April 20, 2026
Drafting outrage, not soldiers
Palantir Wants to Reinstate the Draft
Silicon Valley spy giant calls for universal service; commenters roast billionaire bravado
TLDR: Palantir’s manifesto calls for universal national service and a harder push into AI weapons. Commenters torched the idea, demanding elites go first and debating whether tech should build apps or arsenals, turning a policy pitch into a brawl over war, power, and civil liberties
Palantir just soft-launched its own culture war by posting a 22-point “Technological Republic” manifesto that reads like a love letter to uniforms and surveillance, and the internet exploded. The big data firm behind police prediction tools and military work in Gaza floated a return to a draft and “universal national service,” declared the debate over AI weapons pointless, and scolded the public to stop mocking tech titans. Cue the comment-section firestorm.
The loudest chorus? “You first.” Users blasted the idea that a draft would be equal for rich and poor, with one calling Palantir “more dangerous… than Iran.” Others meme’d billionaire CEOs into camo, joking that Alex Karp and his buddies should be “first boots on the ground.” A sharper counterpoint emerged too: if war is mandatory, then those forced to fight should get the final say on starting one. Even Palantir’s swipe at app culture backfired when an X reply summed it up as: stop building apps, start building weapons — a line critics gleefully screen-capped.
Beyond the jokes, genuine alarm rang out. People see this as a push to fuse Silicon Valley with the state, from “predictive policing” at home to AI weapons abroad, and to demand deference to elites while conscripting everyone else. The vibe? Less patriotic pep talk, more corporate cosplay of a draft board, and the comments aren’t saluting
Key Points
- •Palantir published a 22-point manifesto on X outlining its view that the tech sector should aid U.S. national defense and that universal national service should be considered.

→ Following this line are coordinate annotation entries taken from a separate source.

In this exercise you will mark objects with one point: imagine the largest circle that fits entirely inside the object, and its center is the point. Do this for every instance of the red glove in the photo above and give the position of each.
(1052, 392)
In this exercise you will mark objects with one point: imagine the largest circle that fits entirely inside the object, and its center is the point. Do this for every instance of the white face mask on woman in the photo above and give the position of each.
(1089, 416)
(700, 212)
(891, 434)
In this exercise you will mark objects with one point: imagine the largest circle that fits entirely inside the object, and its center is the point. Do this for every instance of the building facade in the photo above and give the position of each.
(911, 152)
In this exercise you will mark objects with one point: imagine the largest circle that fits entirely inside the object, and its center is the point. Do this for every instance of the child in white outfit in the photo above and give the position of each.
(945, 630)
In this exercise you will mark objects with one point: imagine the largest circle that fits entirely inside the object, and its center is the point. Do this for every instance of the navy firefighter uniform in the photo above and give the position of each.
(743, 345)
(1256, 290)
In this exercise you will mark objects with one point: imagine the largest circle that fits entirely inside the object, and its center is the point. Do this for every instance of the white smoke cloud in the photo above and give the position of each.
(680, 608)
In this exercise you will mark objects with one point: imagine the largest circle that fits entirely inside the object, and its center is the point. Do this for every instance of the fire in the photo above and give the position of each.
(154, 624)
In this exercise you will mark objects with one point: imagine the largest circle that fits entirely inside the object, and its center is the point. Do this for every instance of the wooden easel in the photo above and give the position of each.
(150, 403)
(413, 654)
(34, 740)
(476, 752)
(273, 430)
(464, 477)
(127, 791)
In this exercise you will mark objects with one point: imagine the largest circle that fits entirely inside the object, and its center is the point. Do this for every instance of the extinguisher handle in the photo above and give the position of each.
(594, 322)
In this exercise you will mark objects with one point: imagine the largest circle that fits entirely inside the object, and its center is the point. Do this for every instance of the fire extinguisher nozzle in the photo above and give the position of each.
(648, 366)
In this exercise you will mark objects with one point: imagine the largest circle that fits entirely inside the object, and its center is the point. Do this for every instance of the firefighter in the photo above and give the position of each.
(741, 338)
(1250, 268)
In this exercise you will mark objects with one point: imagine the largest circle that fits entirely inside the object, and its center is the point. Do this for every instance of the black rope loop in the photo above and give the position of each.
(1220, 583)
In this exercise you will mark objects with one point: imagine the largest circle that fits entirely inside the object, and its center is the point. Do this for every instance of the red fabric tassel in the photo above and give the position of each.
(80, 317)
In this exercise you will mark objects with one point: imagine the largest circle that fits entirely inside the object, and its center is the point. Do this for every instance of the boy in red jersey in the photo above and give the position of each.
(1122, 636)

- •The document argues AI weapons are inevitable and prioritizes who builds them and for what purpose, dismissing “theatrical debates.”
- •It urges Silicon Valley to address violent crime and shift focus from consumer apps to security, using phrases like “tyranny of the apps” and “cultural decadence.”
- •The article notes Palantir’s tools are used for predictive policing in U.S. cities and military operations in Gaza.
- •A cited tweet claims Thorn partnered with Palantir on facial scanning technology used to target sex workers and is advocating compulsory AI-based scanning of communications.